Vor dem Bundesparteitag von Bündnis 90/Die Grünen am kommenden Wochenende wird ein neues Positionspapier vorgestellt, die es in sich hat. Was noch bis zuletzt verteidigt wurde - Dialog zwischen den Religionen, gegen jeden Versuch, Religionsgemeinschaften zu diskriminieren oder sie aus dem religiösen Pluralismus unserer Kultur hinauszudefinieren - gilt wohl nach dem Bundesparteitag nicht mehr. Denn, wenn es nach dem Willen von Bündnis 90/Die Grünen geht, werden die vier großen muslimischen "Interessensverbände" DITIB, Islamrat, ZdM und VIKZ nicht als Religionsgemeinschaften, sondern wie ausdrücklich zuvor unterstrichen, als Interessensverbände gesehen und sind daher nicht im Sinne des Artikel 140 GG oder Artikel 4 des Grundgesetzes. Es reicht also völlig aus, wenn Bündnis 90/Die Grünen die Verbände als "Interessensgemeinschaft" deklariert, die "in ihrer Zusammensetzung national, politisch oder sprachlich aber nicht bekenntnisförmig" geprägt sind. Anscheinend knickt die ehemalige Anti-Atomkraft- , Sozial- und Umweltbewegung jetzt vor der immer mehr grasierenden "konservativen" Wählerschaft ein, die in der politischen Bewegung der jüngeren Zeit eine Islamisierung des Abendlandes vorausahnt. 

Dabei wundert man sich schon seit geraumer Zeit, weshalb die Alevitische Gemeinde in Deutschland (AABF) innerhalb kürzester Zeit mit einer undefinierten Anzahl von Mitgliedern, mit einer Vereinnahmungspolitik aller Aleviten, ohne eine irgendwie gearteten "Islamkonferenz" mit die einzige Gruppe aus dem islamischen Kulturkreis ist, die als Religionsgemeinschaft in Deutschland anerkannt wurde. Nordrhein-Westfalen beschloss nämlich als erstes Bundesland die Einführung eines bekenntnisorientierten Islamunterrichts, Bremen ging sogar einen Staatsvertrag mit ihnen ein und wenn es nach den Wünschen der AABF geht, fordert man auch noch bekenntnisorientierten Religionsunterricht im gesamten Bundesgebiet - wenn sie es denn schaffen, eine handvoll Schulzimmern zu belegen!. Dabei ist die AABF, wenn man es denn so stringend wie bei der DITIB sehen will, selbst eine Interessensgruppe, die vordergründig die türkische Politik zu beeinflussen versucht, also selbst national ausgerichtet und politisiert ist. Sieht man sich die Pressemitteilungen dieses Verbandes an, so sticht eben das hervor, wovor Bündnis 90/Die Grünen jetzt warnen und bei den vier großen Verbänden anzuwenden versuchen. 

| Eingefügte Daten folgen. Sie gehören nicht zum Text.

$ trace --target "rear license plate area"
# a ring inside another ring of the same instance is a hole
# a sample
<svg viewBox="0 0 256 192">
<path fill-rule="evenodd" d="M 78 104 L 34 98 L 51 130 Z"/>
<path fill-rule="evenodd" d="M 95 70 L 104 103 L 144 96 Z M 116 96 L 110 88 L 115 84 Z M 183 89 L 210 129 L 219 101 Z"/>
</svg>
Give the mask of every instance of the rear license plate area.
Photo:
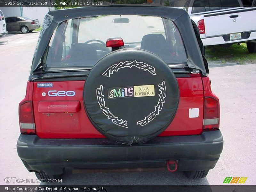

Bündnis 90/Die Grünen betonen aber in ihrem Positionspapier, dass die Ausnahmebewillung - nichts anderes ist darunter zu verstehen - nur dann möglich ist, wenn es den islamischen Gemeinschaften gelingt, eine nach dem deutschen Religionsverfassungsrecht entsprechende Organisationsform etabliert. Was das konkret bedeuten soll, was "Religionsverfassungsrecht" ist? Unter Religionsgemeinschaften versteht das Grundgesetz Vereinigungen von natürlichen Personen, die sich mit dem Ziel verbunden haben, sich der gemeinsamen Ausübung ihrer Religion zu widmen. Gegenstand der Religionsgemeinschaft ist die Pflege eines gemeinsamen religiösen Bekenntnisses. Andere Zwecke, etwa die Kultur- oder Brauchtumspflege, konstituieren keine Religionsgemeinschaft. Sie dürfen daher nur Nebenzwecke einer Religionsgemeinschaft sein. Religionsgemeinschaften dienen der umfassenden Erfüllung der durch das religiöse Bekenntnis gestellten Aufgaben. Sie unterscheiden sich damit von den religiösen Vereinen, die sich nur Teilaspekten des religiösen Lebens widmen.